WikiConference India 2016/Submissions/Introduction to OCR4WikiSource
Main page | Hackathon | Programs | Edit-a-thon | Press coverage | FAQ | Sitemap |
- Title of the submission
Introduction to OCR4WikiSource
- Your Username (For the submission author)
Tshrinivasan (Link)
- Type of presentation
Talk
- Abstract (in about 300 words)
Recently. Tamil Virtual Academy in TamilNadu released around 2000 nationalized ebooks in creative commons license in PDF format. To add them all in Tamil WikiSource, we need in plaintext format. Shrinivasan wrote a script to use google's OCR and paste the text in relevant wiki source page. This script is being used by many indian wikisource communities. It is a great collaborative development project as many indian wiki source communities participated on development, testing, reporting issues and enhancements.

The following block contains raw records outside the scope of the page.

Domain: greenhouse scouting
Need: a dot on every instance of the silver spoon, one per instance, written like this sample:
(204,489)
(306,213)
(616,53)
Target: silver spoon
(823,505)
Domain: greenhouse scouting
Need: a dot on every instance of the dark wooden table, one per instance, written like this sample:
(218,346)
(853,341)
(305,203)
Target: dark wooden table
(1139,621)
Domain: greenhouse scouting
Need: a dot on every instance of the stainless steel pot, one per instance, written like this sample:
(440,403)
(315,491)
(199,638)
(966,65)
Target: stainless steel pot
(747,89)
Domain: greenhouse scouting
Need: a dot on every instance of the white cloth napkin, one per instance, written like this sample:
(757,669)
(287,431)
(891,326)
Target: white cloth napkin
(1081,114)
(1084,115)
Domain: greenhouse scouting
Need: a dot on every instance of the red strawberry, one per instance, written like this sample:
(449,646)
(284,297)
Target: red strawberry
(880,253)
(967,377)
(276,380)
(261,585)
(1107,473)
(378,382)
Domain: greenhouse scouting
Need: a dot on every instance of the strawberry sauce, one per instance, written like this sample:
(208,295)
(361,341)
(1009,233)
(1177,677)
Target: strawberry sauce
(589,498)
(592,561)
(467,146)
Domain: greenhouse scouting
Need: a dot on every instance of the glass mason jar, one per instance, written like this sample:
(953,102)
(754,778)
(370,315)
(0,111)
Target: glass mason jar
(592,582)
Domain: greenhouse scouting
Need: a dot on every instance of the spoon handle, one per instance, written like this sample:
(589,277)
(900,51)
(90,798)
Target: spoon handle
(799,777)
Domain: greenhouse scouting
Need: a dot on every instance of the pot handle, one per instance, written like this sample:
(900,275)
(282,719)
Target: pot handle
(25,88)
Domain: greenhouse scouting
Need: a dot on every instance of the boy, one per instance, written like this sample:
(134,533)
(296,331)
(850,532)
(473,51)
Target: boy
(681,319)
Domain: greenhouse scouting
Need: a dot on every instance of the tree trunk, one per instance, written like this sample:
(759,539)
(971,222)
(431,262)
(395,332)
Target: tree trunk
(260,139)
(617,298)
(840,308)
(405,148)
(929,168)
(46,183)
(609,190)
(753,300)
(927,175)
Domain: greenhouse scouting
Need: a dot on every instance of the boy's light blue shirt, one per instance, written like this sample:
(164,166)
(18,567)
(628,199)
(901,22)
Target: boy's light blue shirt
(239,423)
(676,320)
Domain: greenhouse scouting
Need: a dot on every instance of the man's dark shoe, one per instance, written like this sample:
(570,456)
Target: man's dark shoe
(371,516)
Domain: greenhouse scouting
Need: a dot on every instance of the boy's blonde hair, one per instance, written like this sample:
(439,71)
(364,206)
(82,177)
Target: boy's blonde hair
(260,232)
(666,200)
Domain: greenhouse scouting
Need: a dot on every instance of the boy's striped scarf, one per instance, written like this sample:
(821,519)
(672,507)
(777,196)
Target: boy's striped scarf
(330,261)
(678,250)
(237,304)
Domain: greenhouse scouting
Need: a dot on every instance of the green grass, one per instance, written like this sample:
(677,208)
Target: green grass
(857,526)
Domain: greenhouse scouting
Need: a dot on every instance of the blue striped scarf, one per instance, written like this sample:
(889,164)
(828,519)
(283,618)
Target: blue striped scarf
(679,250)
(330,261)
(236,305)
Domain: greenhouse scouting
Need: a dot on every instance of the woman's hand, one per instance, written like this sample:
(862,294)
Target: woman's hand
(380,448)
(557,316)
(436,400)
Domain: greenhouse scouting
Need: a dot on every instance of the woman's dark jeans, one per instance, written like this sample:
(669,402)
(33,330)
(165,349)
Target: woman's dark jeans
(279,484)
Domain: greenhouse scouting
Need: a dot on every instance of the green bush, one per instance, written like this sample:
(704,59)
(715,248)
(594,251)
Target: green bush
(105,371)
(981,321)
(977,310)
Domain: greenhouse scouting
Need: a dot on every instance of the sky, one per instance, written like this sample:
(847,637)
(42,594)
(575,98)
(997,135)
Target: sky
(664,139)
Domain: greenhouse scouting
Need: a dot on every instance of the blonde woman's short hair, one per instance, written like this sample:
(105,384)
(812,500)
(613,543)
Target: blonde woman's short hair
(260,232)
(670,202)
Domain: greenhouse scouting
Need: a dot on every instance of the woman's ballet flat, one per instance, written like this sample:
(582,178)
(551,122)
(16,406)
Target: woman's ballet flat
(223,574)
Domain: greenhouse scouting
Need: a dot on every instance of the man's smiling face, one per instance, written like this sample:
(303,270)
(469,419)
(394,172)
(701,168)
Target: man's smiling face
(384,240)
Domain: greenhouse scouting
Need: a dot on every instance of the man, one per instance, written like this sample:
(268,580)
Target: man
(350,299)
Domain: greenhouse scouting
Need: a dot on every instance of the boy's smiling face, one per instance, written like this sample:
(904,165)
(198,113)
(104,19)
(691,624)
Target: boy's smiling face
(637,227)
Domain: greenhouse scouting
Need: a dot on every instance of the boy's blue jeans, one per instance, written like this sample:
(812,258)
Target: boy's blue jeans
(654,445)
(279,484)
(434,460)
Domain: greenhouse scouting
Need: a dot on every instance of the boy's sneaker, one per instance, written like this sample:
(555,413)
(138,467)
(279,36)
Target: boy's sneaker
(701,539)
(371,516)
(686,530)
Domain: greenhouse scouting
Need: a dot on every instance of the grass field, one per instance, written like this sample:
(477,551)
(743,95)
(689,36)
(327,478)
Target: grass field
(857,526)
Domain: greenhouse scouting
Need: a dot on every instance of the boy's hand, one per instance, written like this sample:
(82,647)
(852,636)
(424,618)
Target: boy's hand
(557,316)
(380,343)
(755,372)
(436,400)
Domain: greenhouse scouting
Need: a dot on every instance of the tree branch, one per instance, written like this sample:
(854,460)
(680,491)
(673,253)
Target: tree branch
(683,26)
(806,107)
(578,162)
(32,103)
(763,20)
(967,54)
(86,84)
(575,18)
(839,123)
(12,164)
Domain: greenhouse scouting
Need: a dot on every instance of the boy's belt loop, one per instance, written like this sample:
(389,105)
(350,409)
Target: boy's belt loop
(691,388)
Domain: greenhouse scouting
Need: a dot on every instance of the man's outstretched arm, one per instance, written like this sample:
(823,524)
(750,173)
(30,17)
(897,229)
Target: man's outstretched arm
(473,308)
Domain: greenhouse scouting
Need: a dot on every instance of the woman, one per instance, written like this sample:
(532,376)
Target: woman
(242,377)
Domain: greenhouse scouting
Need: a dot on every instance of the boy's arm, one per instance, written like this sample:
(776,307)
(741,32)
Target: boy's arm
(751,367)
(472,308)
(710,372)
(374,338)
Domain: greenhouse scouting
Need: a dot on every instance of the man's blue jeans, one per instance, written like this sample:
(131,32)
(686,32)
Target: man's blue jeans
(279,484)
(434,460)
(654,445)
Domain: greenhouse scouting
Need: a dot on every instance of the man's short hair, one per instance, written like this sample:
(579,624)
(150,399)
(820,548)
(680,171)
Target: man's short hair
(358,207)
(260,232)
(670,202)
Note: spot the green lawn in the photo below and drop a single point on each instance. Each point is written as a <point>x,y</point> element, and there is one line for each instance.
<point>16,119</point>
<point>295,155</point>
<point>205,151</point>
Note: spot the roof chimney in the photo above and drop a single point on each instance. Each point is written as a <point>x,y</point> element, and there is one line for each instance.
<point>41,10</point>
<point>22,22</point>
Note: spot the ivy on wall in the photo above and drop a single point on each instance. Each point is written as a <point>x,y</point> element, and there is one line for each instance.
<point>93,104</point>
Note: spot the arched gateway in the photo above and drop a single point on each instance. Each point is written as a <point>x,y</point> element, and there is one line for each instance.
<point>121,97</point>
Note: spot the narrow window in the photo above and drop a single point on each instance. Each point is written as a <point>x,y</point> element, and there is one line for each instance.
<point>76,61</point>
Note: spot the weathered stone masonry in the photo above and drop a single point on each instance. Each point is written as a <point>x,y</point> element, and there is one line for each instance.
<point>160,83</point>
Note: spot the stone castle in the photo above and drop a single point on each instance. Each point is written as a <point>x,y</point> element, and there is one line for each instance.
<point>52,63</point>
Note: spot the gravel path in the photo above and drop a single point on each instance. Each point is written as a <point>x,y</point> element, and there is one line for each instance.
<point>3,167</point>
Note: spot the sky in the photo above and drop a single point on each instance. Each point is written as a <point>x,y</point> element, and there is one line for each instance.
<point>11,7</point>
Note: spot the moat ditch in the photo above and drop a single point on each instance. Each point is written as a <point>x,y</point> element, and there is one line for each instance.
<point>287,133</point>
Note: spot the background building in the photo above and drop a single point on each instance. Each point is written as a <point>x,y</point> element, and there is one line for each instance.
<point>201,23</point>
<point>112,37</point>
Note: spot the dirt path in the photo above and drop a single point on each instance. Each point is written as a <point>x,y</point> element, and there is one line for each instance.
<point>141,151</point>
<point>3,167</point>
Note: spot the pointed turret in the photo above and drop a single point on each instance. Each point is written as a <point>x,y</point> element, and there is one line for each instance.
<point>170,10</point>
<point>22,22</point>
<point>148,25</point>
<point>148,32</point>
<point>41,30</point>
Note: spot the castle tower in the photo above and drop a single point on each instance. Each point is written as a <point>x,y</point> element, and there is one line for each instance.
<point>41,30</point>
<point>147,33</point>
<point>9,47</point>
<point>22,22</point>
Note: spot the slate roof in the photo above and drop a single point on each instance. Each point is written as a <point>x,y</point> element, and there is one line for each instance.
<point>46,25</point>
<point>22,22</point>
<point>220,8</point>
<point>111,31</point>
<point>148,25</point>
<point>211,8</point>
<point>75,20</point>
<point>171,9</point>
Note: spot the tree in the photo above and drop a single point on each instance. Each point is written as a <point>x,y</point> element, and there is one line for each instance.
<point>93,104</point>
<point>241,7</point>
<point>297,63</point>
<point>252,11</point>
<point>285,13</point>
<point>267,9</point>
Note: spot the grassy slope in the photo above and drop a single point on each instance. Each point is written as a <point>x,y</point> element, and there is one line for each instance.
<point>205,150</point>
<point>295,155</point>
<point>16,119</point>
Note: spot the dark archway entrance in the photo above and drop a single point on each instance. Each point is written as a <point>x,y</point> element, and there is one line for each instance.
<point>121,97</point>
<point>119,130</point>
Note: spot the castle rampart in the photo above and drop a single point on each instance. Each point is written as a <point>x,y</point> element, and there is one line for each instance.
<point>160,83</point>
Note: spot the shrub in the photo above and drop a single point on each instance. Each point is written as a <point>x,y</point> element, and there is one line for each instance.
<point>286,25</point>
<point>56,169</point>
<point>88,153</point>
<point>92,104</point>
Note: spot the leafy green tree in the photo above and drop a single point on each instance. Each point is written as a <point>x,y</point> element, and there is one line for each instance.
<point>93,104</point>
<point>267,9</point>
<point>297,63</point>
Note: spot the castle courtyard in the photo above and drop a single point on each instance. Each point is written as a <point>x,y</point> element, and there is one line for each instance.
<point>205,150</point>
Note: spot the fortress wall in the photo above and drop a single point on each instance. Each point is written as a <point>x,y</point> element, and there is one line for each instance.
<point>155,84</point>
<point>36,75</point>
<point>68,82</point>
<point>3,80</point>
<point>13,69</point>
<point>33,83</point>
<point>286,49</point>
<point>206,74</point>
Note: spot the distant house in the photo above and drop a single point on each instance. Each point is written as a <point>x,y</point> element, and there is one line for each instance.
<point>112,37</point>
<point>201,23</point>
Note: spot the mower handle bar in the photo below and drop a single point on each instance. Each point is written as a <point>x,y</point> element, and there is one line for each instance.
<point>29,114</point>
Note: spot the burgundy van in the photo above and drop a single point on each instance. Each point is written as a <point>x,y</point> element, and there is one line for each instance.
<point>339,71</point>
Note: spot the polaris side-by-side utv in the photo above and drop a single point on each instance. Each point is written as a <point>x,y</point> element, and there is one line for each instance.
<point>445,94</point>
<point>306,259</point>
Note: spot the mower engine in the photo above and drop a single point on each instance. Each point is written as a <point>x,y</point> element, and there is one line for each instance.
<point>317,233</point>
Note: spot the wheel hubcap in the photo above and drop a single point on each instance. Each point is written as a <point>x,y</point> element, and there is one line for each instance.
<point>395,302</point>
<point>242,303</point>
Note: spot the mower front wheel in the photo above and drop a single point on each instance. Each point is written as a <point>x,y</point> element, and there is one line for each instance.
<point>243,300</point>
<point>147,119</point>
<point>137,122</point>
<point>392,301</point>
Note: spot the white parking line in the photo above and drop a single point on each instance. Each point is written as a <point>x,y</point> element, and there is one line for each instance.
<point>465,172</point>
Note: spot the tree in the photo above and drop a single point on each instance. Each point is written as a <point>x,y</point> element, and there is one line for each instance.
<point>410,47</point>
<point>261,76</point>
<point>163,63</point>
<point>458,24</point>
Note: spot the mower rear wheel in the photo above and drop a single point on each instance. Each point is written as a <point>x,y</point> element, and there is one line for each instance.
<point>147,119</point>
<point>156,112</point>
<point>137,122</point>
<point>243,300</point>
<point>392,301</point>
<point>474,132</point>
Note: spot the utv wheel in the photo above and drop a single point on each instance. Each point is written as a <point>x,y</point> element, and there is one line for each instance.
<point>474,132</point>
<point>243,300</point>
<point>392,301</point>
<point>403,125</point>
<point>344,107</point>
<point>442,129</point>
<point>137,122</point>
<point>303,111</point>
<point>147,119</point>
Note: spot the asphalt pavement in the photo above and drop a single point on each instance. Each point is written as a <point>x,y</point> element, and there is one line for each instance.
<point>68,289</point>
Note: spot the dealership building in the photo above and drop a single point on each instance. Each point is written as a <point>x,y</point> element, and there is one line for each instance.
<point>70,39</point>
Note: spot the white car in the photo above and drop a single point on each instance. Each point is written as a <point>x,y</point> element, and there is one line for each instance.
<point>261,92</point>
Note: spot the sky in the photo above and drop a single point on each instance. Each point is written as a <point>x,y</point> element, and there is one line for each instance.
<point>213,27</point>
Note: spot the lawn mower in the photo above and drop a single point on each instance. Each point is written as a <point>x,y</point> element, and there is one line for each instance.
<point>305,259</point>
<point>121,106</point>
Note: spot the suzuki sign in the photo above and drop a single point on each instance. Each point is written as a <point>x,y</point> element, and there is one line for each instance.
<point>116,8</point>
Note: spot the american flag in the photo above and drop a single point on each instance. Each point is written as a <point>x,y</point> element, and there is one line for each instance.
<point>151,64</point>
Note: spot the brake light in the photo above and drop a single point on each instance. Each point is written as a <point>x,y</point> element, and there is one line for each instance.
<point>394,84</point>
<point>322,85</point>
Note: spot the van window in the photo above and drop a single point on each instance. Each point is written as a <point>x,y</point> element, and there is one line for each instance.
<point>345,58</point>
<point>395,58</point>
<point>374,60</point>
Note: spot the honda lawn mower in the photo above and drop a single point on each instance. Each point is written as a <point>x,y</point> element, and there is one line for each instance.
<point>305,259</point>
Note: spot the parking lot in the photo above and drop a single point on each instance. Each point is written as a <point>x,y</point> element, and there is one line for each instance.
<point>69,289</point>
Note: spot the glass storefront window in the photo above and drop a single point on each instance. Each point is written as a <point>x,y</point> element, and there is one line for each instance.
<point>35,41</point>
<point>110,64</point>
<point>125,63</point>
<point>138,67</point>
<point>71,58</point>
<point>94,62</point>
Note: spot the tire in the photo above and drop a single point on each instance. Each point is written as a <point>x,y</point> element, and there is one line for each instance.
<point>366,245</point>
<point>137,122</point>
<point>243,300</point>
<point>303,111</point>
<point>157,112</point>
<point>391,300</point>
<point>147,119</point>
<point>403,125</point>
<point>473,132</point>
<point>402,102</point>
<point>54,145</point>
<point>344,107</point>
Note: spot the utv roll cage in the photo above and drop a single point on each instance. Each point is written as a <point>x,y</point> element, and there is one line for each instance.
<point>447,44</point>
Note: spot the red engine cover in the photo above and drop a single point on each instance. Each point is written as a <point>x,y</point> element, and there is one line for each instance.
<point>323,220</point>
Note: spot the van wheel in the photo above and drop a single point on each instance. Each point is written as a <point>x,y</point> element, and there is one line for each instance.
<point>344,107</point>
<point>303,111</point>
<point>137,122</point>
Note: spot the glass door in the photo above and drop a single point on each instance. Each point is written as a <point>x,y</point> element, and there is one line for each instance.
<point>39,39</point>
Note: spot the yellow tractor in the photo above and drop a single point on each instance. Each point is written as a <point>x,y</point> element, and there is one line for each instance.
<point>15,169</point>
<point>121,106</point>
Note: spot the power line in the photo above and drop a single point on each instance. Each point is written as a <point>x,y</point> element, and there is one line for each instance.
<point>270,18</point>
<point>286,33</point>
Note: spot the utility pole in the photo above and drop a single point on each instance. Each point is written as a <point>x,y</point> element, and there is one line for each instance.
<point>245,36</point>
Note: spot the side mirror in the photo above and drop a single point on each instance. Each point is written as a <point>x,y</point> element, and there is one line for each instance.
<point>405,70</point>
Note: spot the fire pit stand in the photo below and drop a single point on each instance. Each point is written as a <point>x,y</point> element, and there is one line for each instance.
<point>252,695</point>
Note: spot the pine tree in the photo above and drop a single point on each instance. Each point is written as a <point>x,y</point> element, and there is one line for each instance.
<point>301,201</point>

So far, around 4 lakh pages are uploaded in Tamil wiki Source using this script. This is being using by Bengali, Telugu, Sanskrit, Odiya language wiki sources
He will explain and demonstrate this tool.
Links : Source URL : https://github.com/tshrinivasan/OCR4wikisource
- Result
Accepted
Interested attendees and comments
edit- I hv used this software in Bengali Wikisource and OCRed more than 300 books. Want to know more.